A conseguire questo successo è stato Konsumer che a Trieste ha assistito gli eredi di un malto di Alzheimer (afflitto anche da altre patologie). La Corte d’appello della città giuliana ha integralmente e totalmente riformato la sentenza di I grado che dava torto ai consumatori che ora si sono visti riconoscere una somma di oltre 86.000,00 euro.
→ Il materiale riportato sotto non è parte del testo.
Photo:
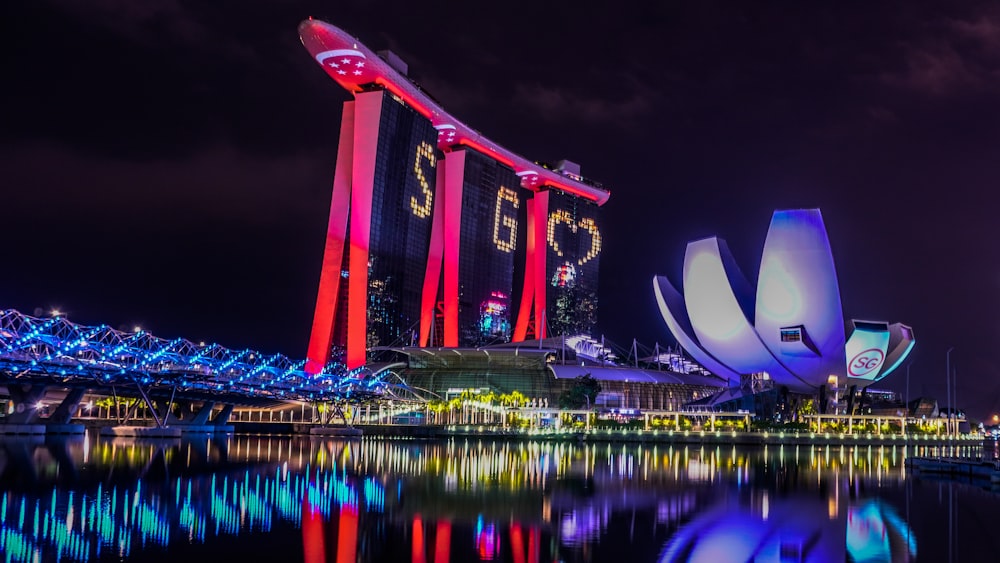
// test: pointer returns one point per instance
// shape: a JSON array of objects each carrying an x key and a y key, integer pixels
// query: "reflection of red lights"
[
  {"x": 313, "y": 545},
  {"x": 442, "y": 542},
  {"x": 347, "y": 534},
  {"x": 417, "y": 550},
  {"x": 487, "y": 543}
]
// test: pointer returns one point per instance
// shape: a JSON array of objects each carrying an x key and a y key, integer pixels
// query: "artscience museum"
[{"x": 788, "y": 330}]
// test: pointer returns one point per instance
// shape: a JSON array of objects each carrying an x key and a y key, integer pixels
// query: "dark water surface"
[{"x": 250, "y": 498}]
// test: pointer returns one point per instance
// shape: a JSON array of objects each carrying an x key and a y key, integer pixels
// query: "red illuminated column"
[
  {"x": 324, "y": 316},
  {"x": 368, "y": 111},
  {"x": 435, "y": 254},
  {"x": 524, "y": 308},
  {"x": 454, "y": 177},
  {"x": 540, "y": 249}
]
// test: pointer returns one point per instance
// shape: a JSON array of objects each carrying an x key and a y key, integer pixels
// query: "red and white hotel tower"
[{"x": 432, "y": 225}]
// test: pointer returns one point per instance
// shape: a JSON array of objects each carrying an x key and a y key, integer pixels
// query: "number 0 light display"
[{"x": 437, "y": 235}]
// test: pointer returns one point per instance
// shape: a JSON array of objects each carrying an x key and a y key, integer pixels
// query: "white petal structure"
[
  {"x": 797, "y": 289},
  {"x": 791, "y": 326}
]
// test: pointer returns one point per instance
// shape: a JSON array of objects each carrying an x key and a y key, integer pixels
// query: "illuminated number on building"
[
  {"x": 556, "y": 217},
  {"x": 506, "y": 244},
  {"x": 588, "y": 224},
  {"x": 424, "y": 152}
]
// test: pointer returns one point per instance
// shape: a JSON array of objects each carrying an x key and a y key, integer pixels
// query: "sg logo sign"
[{"x": 865, "y": 362}]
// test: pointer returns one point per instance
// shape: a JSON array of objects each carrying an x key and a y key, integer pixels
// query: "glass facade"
[
  {"x": 574, "y": 244},
  {"x": 402, "y": 205},
  {"x": 493, "y": 227}
]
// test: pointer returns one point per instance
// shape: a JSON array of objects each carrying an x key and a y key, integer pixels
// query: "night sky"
[{"x": 168, "y": 164}]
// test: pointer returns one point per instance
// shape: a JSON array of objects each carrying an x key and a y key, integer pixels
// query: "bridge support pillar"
[
  {"x": 68, "y": 408},
  {"x": 25, "y": 397},
  {"x": 224, "y": 414},
  {"x": 199, "y": 418}
]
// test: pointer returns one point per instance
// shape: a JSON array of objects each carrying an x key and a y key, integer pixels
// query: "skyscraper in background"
[{"x": 438, "y": 236}]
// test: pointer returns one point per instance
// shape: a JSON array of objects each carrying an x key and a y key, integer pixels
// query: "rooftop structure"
[{"x": 438, "y": 236}]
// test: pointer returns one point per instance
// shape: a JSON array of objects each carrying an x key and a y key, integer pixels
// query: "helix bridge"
[{"x": 56, "y": 351}]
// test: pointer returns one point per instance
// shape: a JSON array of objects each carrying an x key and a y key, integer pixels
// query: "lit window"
[{"x": 791, "y": 334}]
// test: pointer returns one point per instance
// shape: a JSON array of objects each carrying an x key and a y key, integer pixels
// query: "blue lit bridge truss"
[{"x": 55, "y": 350}]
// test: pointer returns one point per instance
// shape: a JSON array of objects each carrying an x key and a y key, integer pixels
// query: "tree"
[
  {"x": 583, "y": 393},
  {"x": 575, "y": 311}
]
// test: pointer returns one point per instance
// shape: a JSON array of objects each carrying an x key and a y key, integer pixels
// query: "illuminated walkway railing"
[{"x": 56, "y": 348}]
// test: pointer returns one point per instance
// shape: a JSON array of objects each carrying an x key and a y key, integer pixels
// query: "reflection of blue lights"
[
  {"x": 374, "y": 495},
  {"x": 69, "y": 526}
]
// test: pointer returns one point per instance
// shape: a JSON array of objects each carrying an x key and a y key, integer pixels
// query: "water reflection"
[{"x": 371, "y": 500}]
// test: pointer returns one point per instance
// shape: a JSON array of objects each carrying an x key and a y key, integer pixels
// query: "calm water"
[{"x": 249, "y": 498}]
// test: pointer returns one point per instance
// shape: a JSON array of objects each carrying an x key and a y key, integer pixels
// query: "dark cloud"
[{"x": 169, "y": 162}]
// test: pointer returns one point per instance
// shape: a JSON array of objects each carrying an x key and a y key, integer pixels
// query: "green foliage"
[{"x": 575, "y": 311}]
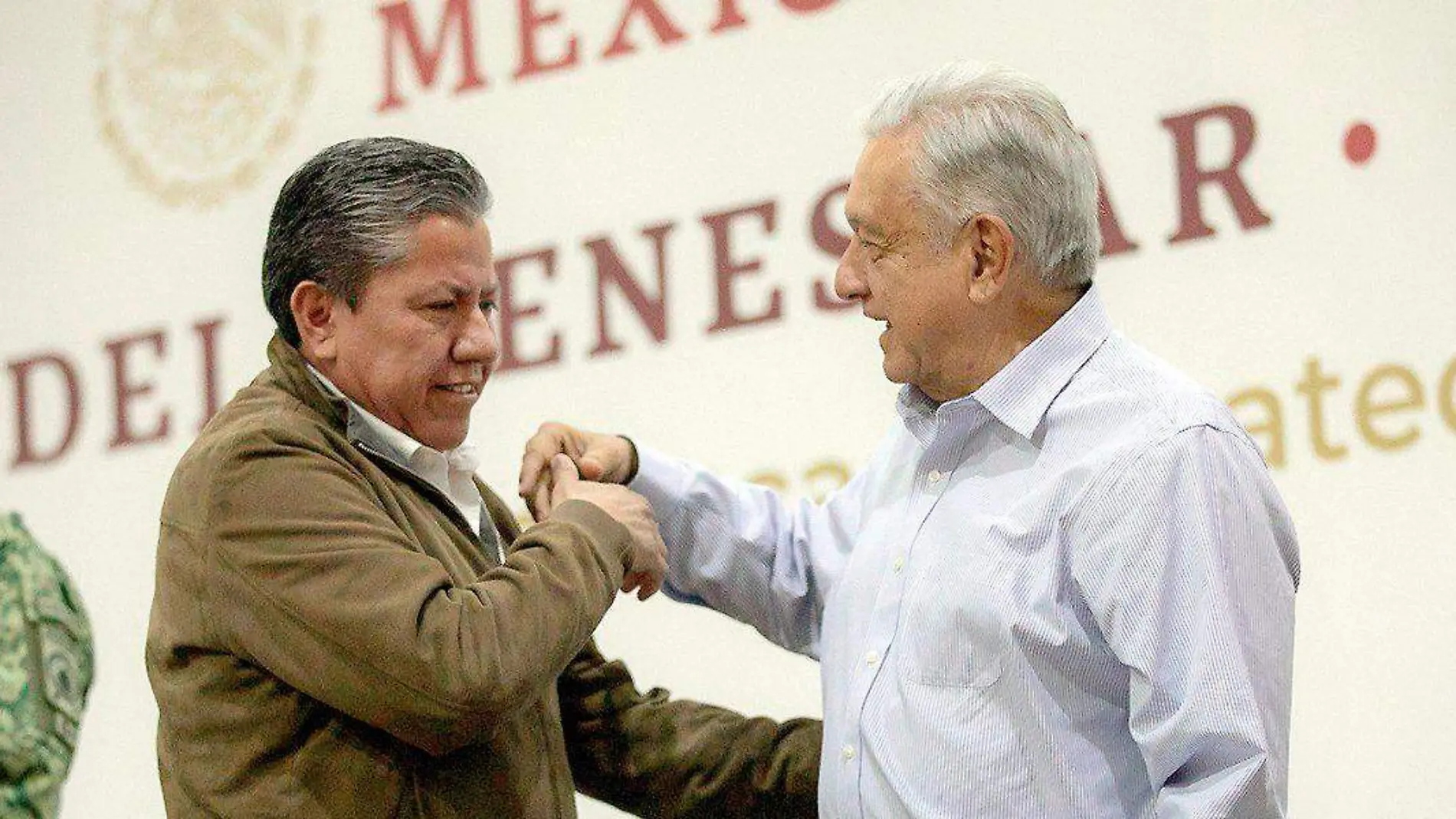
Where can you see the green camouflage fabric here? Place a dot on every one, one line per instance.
(45, 673)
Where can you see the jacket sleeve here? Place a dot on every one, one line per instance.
(673, 758)
(316, 582)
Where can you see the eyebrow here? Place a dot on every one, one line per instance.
(867, 230)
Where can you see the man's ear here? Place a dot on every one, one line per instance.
(313, 312)
(989, 249)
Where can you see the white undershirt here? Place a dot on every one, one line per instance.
(451, 472)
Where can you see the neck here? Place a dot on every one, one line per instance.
(1015, 319)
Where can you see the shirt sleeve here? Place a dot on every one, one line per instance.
(742, 550)
(651, 755)
(1189, 563)
(313, 579)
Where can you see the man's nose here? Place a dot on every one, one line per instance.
(478, 342)
(848, 283)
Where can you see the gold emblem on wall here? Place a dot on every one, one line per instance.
(195, 95)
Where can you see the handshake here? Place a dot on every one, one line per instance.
(562, 463)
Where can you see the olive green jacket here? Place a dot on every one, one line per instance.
(45, 674)
(330, 639)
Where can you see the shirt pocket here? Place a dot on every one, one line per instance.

L’importo, maggiorato delle spese legali, dovrà essere restituito da parte della RSA convenzionata presso cui era ricoverato il congiunto.

La sentenza conferma il principio stabilito dal D. LGS 502 del 1992, dai successivi decreti e dalla giurisprudenza della Cassazione.

Soddisfatto dell’importante risultato, il presidente nazionale Konsumer Italia, Fabrizio Premuti, commenta: “Spiace che per contrastare il tentativo di sottrarsi all’assistenza da parte del SSN, pazienti con così gravi patologie debbano aspettare una sentenza di Corte d’Appello, subendo loro stessi e le loro famiglie perdite economiche e rischiando l’indebitamento; come se non bastasse già la prostrazione del doversi confrontare con patologie incurabili, quando il principio è già così ben delineato”.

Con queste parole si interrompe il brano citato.